A fight was going on around the bar. The proprietress was hollering at an excited chauffeur. He was contradicting her: ‘Td never take the liberty of monkeying with food.” The fruit dealer yelled: “Keep quiet there.” Whereupon the chauffeur turned around angrily, and looked at the stout chap, the latter smiled him out of countenance, however, and there followed a vicious silence around the bar.
Meck whispered to Franz: “The cattle dealers are not coming today. Got everything fixed up. They’re all set for the next session. Take a look at that yellow chap, he’s a big boy around here.”

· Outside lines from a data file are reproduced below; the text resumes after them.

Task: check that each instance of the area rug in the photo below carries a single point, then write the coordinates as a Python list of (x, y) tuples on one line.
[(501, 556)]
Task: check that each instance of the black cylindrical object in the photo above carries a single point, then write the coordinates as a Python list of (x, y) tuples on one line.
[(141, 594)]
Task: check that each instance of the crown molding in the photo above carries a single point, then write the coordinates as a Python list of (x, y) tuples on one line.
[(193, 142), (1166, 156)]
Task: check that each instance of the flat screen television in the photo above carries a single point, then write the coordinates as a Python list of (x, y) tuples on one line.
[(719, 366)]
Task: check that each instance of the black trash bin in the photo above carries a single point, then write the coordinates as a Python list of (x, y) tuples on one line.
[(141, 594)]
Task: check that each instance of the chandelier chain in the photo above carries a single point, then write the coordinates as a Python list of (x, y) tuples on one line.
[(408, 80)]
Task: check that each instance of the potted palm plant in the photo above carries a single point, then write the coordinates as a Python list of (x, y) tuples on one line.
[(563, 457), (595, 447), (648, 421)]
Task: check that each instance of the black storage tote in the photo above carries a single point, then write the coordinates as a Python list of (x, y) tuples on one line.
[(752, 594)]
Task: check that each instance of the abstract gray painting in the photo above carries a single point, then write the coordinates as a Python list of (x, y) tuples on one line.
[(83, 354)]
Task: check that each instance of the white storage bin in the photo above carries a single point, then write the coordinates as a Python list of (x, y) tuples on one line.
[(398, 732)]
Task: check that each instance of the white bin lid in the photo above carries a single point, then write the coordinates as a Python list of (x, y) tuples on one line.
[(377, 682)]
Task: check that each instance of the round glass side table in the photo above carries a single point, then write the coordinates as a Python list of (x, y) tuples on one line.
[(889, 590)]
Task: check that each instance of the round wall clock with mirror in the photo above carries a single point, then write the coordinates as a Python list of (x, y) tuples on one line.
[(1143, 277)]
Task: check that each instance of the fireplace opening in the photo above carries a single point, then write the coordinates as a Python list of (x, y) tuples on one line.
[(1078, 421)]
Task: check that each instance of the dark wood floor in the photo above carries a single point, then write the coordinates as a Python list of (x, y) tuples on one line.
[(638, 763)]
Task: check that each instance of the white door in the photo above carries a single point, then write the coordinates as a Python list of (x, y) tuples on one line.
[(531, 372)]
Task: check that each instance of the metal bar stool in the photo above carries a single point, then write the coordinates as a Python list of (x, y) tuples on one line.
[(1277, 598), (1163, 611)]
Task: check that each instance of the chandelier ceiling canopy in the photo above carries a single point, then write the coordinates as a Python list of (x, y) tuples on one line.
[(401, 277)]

All evening Franz had been watching the yellow-faced man whom Meck had pointed out to him. Franz felt tremendously attracted by him. He was slim, wore a shabby army coat-wonder if he’s a communist-and had a long, thin, yellowish face; what struck you most about him were the deep wrinkles on his forehead. Surely the man was only in his early thirties, but he nevertheless had gaping hollows on both sides of
his
face, from his nose to his mouth. Franz kept on looking intently at the man’s nose; it was short, blunt, and planted in a very business-like way. His head was leaning on his left hand in which he held a burning pipe. He had high, black, upstanding hair. When he went over to the bar later on-he dragged his legs behind him as if his feet were sticking to something Franz noticed that he wore miserable yellow shoes, and his thick gray socks were hanging overboard. Wonder if that fellow’s a consumptive? He ought to be put in a hospital, Beelitz or somewhere, to think they let him run around like that. What’s he doing anyway? The man came ambling along, his pipe in his mouth, in one hand a cup of coffee, in the other a lemonade with a big tin spoon. Then he sat down at the table, took one swallow of coffee and then of lemonade. Franz couldn’t take his eyes off him. What sad eyes the fellow has! Probably been doing time. Say, look here, he probably thinks I’ve been doing time, too. So I did, TegeL four years, now you know it, what about it?